The other thing that takes your breath away is when the scarlet ibis fly into Caroni Swamp. Even if you are not a bird watcher and you aren't into birds, you go out in a boat into the swamp at dusk, on calm gentle water, and you just moor up and wait for these birds to come. And then they fly in from miles away to roost in the trees. First they come in ones and twos, and then half a dozen, and then before you know it the whole sky is red with hundreds and hundreds of scarlet ibis. It is almost like a ballet, coming in from different directions, then swirl around, and roost on trees - it is a stunning experience and takes people's breath away. There are probably greater numbers in our winter, January, February or March, but it happens all year round, which is amazing.
Scarlet ibis (Photo by Vivianne McGrath)
This is a nature trip, so it is not for anyone who wants five star resort-like service. You also have to be patient for this trip too.
Patient for nature, but also patient for people, because that is just the way they are here. So, if you want slick resort service, this is absolutely not for them. If you are happy to go with the pace of life here, and just watch and wait for nature, it will be wonderful. It is not one of these group tours where you get up early every morning, go on the road all the time and just tick things off. It isn't like that at all. It is a relaxed trip, where you will get to know the people too. You will see lots of nature, but at an easy pace.
It's a personal thing, but I don't like bats. You will see every type of natural life on this tour from snakes to spiders, bats, all kind of things.
And you have to love nature, because the place where you stay, Mon Plaisir, on the beach where the turtles live, bats fly in and out of the room at night. It is very comfortable and it has all the mod cons that you want, but it doesn't have glass in the windows. I don't mind them as long as they don't fly into me, and I always worry that they might, but of course they never do, because they have radar.
People here love to make fun of the tourists, about them getting sun burnt, getting their hair braided and so on.
They just tease - they do it with each other too, but they do like to make fun of the tourists. It isn't nasty at all, they just love to tease. So, actually, if you don't have a sense of humour, you might struggle with this too! Real twitchers who can come on our trips can be a bit serious sometimes, for example, but really you do need to be able to relax here.

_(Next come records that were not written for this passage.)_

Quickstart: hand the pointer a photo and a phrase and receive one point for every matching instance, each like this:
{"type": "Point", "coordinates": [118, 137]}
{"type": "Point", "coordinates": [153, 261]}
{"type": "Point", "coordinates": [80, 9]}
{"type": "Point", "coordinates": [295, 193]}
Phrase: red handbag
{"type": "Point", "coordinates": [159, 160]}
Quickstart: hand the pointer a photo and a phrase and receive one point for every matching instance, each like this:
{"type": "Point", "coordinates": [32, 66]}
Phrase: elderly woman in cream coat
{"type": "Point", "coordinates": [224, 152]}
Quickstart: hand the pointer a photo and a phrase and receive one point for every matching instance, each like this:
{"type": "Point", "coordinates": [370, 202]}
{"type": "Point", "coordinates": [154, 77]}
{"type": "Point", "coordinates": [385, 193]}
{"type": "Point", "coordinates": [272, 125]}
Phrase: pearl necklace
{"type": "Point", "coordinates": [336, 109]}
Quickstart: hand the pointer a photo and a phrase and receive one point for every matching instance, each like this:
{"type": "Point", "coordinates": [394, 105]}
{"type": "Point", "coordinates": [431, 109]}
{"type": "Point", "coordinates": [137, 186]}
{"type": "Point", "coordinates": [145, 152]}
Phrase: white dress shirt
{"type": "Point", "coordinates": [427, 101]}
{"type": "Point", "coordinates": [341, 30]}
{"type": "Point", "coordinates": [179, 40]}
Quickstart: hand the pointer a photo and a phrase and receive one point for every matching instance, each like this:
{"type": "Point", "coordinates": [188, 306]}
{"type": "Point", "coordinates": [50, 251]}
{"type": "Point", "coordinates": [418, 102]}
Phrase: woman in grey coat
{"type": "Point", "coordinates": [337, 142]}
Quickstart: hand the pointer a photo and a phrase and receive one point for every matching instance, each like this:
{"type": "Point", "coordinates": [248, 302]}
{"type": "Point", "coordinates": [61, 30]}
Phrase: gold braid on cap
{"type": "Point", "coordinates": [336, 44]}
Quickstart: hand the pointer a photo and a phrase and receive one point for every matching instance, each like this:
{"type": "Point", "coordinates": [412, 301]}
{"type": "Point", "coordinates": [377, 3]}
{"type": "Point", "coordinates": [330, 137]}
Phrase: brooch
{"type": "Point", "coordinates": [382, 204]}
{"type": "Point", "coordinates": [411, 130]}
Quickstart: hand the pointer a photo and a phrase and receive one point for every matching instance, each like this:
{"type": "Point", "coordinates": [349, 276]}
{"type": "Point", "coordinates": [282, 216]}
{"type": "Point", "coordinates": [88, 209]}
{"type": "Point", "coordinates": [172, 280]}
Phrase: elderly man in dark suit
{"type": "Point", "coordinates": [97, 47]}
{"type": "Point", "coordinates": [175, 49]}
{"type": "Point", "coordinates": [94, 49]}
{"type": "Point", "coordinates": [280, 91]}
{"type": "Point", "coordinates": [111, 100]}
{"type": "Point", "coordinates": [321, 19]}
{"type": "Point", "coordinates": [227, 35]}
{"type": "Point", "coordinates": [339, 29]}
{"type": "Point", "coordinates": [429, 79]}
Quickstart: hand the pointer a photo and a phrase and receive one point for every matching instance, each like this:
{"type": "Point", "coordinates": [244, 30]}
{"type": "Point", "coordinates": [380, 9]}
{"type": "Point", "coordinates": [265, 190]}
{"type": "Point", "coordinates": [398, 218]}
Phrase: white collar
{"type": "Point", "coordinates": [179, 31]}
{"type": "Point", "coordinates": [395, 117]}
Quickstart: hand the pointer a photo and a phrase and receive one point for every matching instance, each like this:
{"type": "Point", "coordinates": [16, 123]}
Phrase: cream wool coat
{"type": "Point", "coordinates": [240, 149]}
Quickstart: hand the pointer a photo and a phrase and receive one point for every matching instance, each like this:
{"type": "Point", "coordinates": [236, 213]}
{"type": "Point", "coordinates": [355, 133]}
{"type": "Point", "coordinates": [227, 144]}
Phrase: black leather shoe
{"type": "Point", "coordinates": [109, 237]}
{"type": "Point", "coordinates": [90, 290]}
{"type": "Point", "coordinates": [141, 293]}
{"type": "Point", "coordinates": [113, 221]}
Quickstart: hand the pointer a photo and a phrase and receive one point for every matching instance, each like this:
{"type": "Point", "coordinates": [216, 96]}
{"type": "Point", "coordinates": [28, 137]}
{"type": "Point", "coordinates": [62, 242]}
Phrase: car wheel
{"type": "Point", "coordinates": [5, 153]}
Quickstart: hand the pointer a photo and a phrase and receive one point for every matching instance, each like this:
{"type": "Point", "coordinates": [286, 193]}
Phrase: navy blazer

Don't forget to have a showerproof jacket in your daypack on this trip, in case there is a short sharp shower, which is often the case in the rainforest.
The one thing that makes me want to scream 'no!' at tourists is when they don't respect the environment, throwing litter, or taking music onto the beach, or making noise in quiet places.
Our visitors don't do that, it's the cruise ship ones that don't get it. I was at Englishman's Bay in Tobago the other day, which usually has nobody on it at all, and there happened to be a cruise ship in, and it was just horrible. They just really were not in tune with what was going on. They had brought food with them, rather than buying from the small place to eat on Englishman's Bay that sells local food. They were not spending money there, but eating their own food on the beach, and then just leaving litter around as well. They also stripped off and went topless and so on, and in the Caribbean people don't really do that. The local people were laughing really, but I just found it rude to be honest. It was also shocking to see because I have never seen that on Tobago, because they have so few cruise ships. But they must be coming now, and they are going to more remote places, which is such a shame.
The thing that makes me say 'yes' to tourists, is when they just love nature.
All the places that we stay have an outdoor space, such as a veranda or a balcony, and when I see them sitting on their verandas, just watching, or looking at trees, the sea and nature, with smiles on their faces, it is just lovely to see. They can sit for hours and just look, and be content.